Baudelaire. La poesia del male

Baudelaire. La poesia del male

Baudelaire è il poeta della modernità: vale a dire il poeta della coscienza infelice. Ogni amore è misto a odio, ogni felicità si mescola con l'infelicità. Baudelaire è pertanto il poeta dell'ambivalenza e della congiunzione degli opposti, il poeta dell'ossimoro. Questa intima disposizione è epocale: trascende la soggettività per diventare il marchio dell'umana condizione in un mondo in cui imperano il tecnicismo e il progressismo. Una tale ferita non poteva non sollecitare il lato melanconico di Baudelaire, già colpito profondamente dal mondo femminile, dalla madre in particolare. Allora il suo libro poetico sarà - come egli dice - "atroce", nero.
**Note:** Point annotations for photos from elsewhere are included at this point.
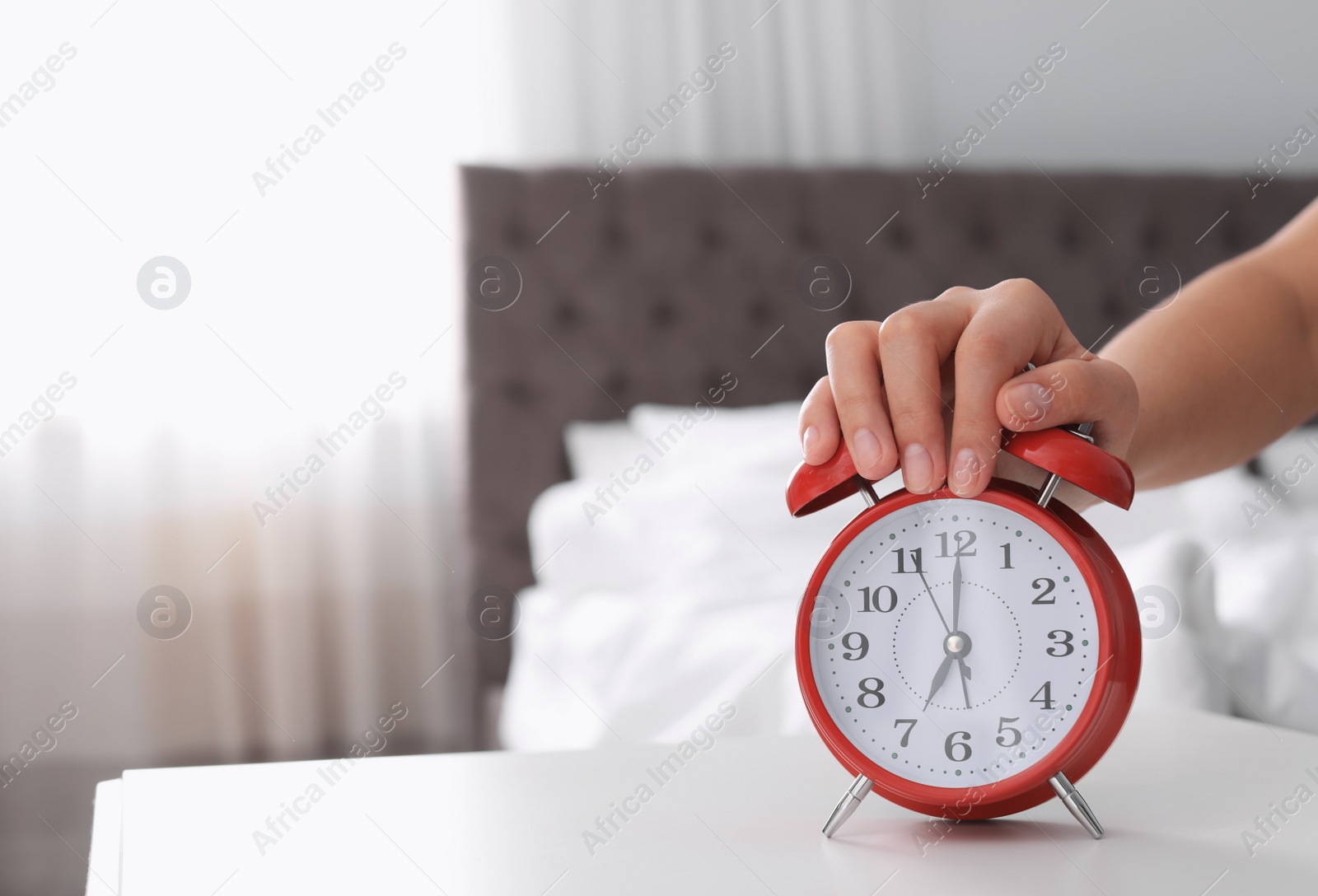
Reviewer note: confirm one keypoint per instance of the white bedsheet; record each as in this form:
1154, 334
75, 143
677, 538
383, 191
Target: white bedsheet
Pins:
671, 575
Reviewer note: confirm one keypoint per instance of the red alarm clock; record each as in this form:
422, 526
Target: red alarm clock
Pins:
969, 658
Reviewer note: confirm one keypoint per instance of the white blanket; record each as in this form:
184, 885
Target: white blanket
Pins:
670, 572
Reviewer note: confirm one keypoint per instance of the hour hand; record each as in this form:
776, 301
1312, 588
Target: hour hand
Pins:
939, 678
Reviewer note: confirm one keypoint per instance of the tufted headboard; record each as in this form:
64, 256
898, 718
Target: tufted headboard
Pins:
667, 278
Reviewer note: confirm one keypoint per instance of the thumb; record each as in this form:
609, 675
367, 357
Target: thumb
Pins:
1069, 392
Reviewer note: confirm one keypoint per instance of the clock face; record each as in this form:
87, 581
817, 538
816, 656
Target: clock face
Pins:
953, 642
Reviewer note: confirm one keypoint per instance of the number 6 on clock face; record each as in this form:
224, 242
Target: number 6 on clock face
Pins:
960, 651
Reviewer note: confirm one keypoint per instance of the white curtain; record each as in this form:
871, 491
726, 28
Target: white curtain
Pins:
149, 136
318, 268
810, 83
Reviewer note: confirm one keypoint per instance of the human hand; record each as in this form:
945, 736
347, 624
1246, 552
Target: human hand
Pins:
891, 388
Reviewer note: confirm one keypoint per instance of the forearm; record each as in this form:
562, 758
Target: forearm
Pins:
1227, 368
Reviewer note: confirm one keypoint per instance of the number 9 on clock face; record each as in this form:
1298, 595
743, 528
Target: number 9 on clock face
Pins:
953, 642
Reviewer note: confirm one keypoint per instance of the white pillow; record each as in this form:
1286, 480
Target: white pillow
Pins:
597, 450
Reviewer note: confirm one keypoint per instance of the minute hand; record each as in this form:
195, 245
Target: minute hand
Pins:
956, 595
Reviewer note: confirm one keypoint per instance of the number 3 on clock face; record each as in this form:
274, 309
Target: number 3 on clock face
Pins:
955, 642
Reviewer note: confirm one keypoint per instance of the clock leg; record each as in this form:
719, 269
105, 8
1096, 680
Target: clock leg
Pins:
860, 788
1072, 799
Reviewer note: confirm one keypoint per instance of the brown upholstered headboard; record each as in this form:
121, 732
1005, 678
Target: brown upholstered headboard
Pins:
670, 277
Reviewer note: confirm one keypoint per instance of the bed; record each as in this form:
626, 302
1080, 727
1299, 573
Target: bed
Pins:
645, 596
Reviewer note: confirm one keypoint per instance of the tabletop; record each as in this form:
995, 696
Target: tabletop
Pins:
1192, 803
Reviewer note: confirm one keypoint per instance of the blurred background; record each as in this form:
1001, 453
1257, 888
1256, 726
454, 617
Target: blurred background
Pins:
217, 263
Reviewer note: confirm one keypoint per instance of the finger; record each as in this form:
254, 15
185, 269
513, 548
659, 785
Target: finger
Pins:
1072, 390
1017, 324
853, 372
817, 427
914, 343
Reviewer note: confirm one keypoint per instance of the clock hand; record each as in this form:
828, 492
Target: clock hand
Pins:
935, 603
965, 674
939, 678
956, 596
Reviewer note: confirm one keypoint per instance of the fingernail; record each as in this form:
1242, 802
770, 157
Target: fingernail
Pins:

Ma la coscienza della finitudine gli impone un limite: abbandonato il mondo del dandismo, egli si apre alla pietà verso i diseredati e i marginali di ogni dove, quelli che hanno perduto "ciò che non si ritrova più". Così è il problema della morte ad autenticare il dettato poetico di Baudelaire, il più grande poeta dell'Ottocento, a renderlo struggente, straziante, disperato e insieme coraggioso, eroico. "In fondo all'ignoto per trovare il nuovo". Pervasa di una musicalità ora aspra e stridente, ora cullante e tersa, la 'poesia del male' di Baudelaire espone un mondo che evoca l'inferno dantesco entro la perfezione formale dei versi di Petrarca.